Chongqing and surrounding areas are full of tourism resources. The most famous is the Three Gorges, a scenic area along Yangtze river. The 200-km long area is the most visited canyon in China. Besides its gorgeous natural scene, it is also a culturally rich area. Other tourism sites include Dazu Rock Carvings, mainly Buddhist themes, it was carved from the Tang Dynasty, now belongs to UNESCO World Heritage.
City sightseeing is also part of Chongqing tourism, with historic World War II sites located in the metropolitan area. Outside the city, Fishing Town marks where the Mongol prince Mongke Khan was defeated in 1243, stopping the Mongol expansion toward Europe and Africa.
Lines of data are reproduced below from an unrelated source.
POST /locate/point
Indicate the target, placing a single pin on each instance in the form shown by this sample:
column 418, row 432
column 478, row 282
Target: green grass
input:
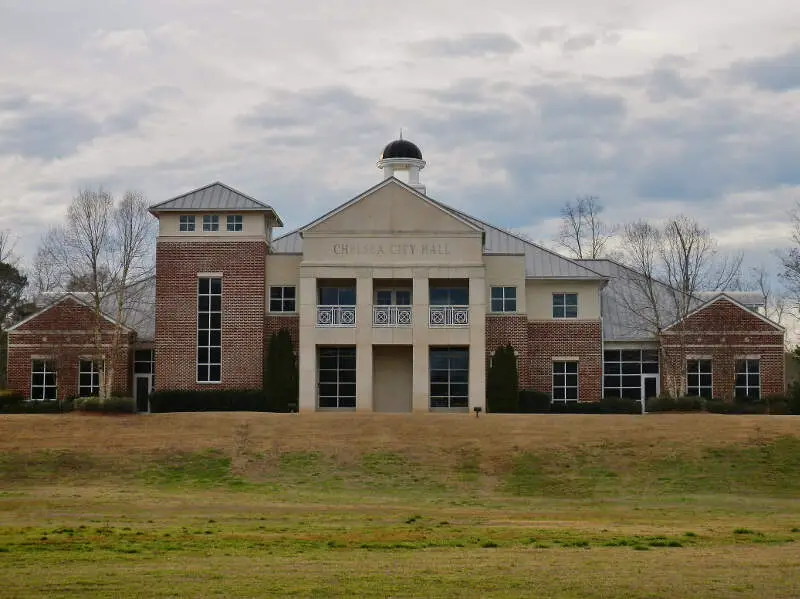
column 604, row 519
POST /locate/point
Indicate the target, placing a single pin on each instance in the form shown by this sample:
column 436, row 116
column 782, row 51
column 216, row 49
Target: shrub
column 502, row 382
column 108, row 405
column 281, row 373
column 533, row 402
column 215, row 400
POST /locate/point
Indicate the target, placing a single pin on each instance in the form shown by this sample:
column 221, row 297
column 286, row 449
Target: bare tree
column 669, row 265
column 583, row 233
column 103, row 248
column 791, row 259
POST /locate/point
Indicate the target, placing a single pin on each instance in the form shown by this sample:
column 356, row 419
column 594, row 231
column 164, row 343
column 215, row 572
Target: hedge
column 214, row 400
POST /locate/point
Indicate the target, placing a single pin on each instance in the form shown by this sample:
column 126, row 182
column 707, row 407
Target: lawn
column 343, row 505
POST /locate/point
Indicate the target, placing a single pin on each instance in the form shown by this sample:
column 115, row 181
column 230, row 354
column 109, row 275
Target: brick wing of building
column 395, row 303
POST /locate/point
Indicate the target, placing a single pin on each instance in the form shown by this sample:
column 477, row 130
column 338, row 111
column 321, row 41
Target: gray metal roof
column 540, row 263
column 216, row 196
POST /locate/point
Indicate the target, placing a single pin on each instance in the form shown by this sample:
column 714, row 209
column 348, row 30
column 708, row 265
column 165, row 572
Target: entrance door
column 392, row 373
column 650, row 386
column 143, row 388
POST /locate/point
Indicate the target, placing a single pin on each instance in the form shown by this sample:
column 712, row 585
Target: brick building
column 395, row 303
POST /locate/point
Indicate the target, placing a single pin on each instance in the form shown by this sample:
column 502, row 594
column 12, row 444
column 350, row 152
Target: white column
column 420, row 399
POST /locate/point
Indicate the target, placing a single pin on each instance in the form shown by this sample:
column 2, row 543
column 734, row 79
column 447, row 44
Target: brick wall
column 243, row 266
column 502, row 330
column 64, row 334
column 724, row 332
column 566, row 338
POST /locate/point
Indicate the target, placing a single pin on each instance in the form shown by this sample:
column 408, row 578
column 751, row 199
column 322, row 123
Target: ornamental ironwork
column 448, row 316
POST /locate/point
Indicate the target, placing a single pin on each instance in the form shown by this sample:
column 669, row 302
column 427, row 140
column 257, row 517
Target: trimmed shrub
column 214, row 400
column 666, row 403
column 108, row 405
column 533, row 402
column 281, row 373
column 502, row 382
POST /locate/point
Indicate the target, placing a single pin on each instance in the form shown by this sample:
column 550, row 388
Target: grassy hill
column 317, row 505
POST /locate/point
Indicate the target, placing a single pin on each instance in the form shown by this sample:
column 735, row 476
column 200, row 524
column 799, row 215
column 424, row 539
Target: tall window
column 449, row 373
column 449, row 296
column 565, row 305
column 699, row 378
column 43, row 380
column 748, row 379
column 623, row 370
column 565, row 381
column 282, row 299
column 210, row 222
column 89, row 377
column 337, row 377
column 337, row 296
column 504, row 299
column 234, row 222
column 186, row 222
column 209, row 329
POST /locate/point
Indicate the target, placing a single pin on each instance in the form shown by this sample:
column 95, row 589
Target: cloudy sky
column 656, row 107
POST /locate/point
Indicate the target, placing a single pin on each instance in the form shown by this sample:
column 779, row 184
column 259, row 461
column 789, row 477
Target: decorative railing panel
column 336, row 316
column 391, row 316
column 448, row 316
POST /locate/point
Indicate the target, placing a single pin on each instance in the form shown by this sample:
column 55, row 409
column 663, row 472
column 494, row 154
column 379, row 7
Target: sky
column 655, row 107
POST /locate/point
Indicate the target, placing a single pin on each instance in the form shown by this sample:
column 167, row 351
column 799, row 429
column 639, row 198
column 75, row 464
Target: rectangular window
column 748, row 379
column 209, row 330
column 89, row 377
column 143, row 361
column 565, row 381
column 43, row 380
column 210, row 222
column 504, row 299
column 337, row 296
column 283, row 299
column 699, row 378
column 449, row 374
column 186, row 222
column 337, row 377
column 234, row 222
column 565, row 305
column 623, row 370
column 449, row 296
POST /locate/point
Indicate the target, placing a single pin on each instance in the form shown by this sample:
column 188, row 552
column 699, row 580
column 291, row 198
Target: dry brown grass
column 415, row 434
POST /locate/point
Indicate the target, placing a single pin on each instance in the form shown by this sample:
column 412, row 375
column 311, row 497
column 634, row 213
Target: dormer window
column 210, row 222
column 186, row 223
column 234, row 222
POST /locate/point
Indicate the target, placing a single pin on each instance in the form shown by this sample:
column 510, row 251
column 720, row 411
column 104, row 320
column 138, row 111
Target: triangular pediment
column 391, row 208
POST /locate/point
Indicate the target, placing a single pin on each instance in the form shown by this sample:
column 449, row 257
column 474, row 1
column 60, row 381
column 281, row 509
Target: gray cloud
column 473, row 45
column 777, row 73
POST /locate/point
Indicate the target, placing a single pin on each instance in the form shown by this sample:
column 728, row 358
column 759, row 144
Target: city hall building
column 395, row 303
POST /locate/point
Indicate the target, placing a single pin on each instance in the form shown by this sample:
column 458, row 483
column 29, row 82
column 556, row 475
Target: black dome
column 401, row 148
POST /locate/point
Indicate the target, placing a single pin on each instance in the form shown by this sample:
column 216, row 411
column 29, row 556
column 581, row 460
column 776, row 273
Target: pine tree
column 502, row 381
column 281, row 376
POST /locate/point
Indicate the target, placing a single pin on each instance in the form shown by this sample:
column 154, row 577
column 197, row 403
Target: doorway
column 143, row 387
column 650, row 386
column 392, row 373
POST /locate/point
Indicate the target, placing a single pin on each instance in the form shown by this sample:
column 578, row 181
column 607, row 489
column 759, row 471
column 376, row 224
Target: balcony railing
column 336, row 316
column 391, row 316
column 448, row 316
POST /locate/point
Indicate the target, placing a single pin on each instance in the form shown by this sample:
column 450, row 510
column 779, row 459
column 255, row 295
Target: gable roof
column 138, row 312
column 725, row 296
column 385, row 183
column 539, row 262
column 215, row 196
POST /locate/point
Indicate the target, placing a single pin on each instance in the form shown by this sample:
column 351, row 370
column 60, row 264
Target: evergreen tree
column 281, row 376
column 502, row 381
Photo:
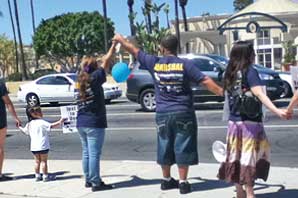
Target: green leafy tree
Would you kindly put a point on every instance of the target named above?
(149, 42)
(66, 38)
(7, 61)
(240, 4)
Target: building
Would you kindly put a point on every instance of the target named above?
(269, 24)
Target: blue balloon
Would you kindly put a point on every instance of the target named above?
(120, 72)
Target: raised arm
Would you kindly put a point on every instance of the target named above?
(11, 109)
(106, 59)
(57, 123)
(212, 86)
(126, 45)
(293, 103)
(258, 92)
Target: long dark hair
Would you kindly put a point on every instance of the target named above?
(241, 57)
(89, 65)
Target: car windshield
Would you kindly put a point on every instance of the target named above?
(74, 77)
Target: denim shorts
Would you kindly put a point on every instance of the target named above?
(177, 138)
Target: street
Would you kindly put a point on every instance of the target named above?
(131, 134)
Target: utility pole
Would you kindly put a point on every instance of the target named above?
(104, 6)
(177, 25)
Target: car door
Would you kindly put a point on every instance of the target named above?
(64, 89)
(212, 69)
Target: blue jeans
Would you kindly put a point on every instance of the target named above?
(92, 141)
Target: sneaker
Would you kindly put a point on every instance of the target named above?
(167, 185)
(88, 184)
(38, 179)
(101, 187)
(5, 178)
(46, 179)
(184, 188)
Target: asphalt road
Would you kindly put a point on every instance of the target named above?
(131, 135)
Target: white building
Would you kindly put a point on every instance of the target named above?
(267, 23)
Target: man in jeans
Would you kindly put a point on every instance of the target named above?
(175, 115)
(5, 101)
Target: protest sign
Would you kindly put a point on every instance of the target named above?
(294, 74)
(70, 114)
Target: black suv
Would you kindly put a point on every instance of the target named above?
(140, 87)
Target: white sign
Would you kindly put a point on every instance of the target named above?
(294, 73)
(70, 114)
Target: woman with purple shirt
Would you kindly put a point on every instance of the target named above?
(248, 149)
(92, 118)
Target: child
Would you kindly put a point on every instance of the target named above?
(38, 129)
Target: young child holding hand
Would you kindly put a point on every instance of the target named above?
(38, 129)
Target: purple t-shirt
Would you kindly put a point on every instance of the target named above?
(92, 112)
(172, 77)
(252, 80)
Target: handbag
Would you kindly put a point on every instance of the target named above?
(247, 103)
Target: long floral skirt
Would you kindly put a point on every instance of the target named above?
(248, 153)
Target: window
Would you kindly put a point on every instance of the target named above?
(53, 80)
(263, 37)
(205, 64)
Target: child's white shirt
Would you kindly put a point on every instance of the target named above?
(38, 131)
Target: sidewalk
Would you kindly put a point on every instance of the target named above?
(133, 179)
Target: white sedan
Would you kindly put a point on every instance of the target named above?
(56, 88)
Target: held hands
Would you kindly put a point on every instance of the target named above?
(285, 114)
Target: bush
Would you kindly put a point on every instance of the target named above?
(15, 77)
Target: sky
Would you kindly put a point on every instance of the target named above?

The Yangtze River is famous for the picturesque scenery and historical relics along its bank with Chongqing as its starting points of the journey. Floating along the Yangtze River, you can admire the breathtaking scenery created by the mysterious nature. The most famous spots along the Yangtze River are the following: Fengdu(the City of Ghost), Zhong County, Shibaozhai, Zhang Fei Temple, White Emperor City, Fengjie, Qutang Gorge, Wuxia Gorge, Xiling Gorge, and so on.
The city is home to one of the largest public assembly buildings in China, the Great Hall of the People, built in modern times but in the classic Tang Dynasty style - as a large circular building. This is adjacent to the densely populated and hilly central district, with narrow streets and pedestrian only walkways.
Chongqing rich and diversified tourist facilities include over 96 travel agencies, 23 tourist hotels which are entitled to receive foreign guests, 50 other appointed institutions and units that are foreign-related, over 360 deluxe tourist coaches of various kinds.
Chongqing attracts visitors from home and abroad for its cultural heritage and other tourist attractions. The city is the starting point for the Yangtze River Cruise, which explores the stunning scenery of the Three Gorges. Other attractions include the Dazu Rock Carvings , valuable works of art carved during the Ninth Century, Gold Buddhist Mountain, a rich repository of diverse animals and plants; and Fishing Town, one of three ancient battlefields in China. Ancient Ci Qi Kou village lures tourists to linger in its streets to buy handicraft souvenirs.
There is a museum at the World War II headquarters of General "Vinegar Joe" Stilwell.
A giant ferris wheel offers spectacular views of the metropolitan area, although it is currently out of action.
Chongqing's port reflects its importance as a major industrial and transport center. Although considerably less busy than 60 years ago, Chaotianmen is nonetheless an interesting place to see a typically busy dock as vessels moored mid-river are loaded and unloaded. “The Army of Bamboo-Poles?is now an extraordinary transportation tool between Chaotianmen Dock and the railway station. They are peasants from the suburbs of this city with a bamboo-pole on their shoulder, serving as a porter. Their attitude is always very favorable
The nightview from Nan`An District over the ChangJiang to Yuzhong District, downtown Chongqing with JiefangBei is spectacular. The best way to see the nightview is by taking a cablecar over the ChangJiang. Along the Changjiang riverside there is a boulevard full of restaurants and bars. Visitors can enjoy fried snake or famous Spicy HotPot along the Jangtse River while enjoying the nightview. Another impressive view of the mountain city is from NanShan, At Eling Park, or Yikeshu.
A modern and well stocked zoo exhibits many national and regional animals, including the Giant Panda and the extremely rare South China Tiger. Lying 55km northeast of the city, the Northern Hot Springs are in a large park which is the site of a 5th century Buddhist temple. The springs have an Olympic-size swimming pool where you can breathe to an audience. There are also private rooms with hot baths where you can enjoy the 32C water coming up to your neck or waist.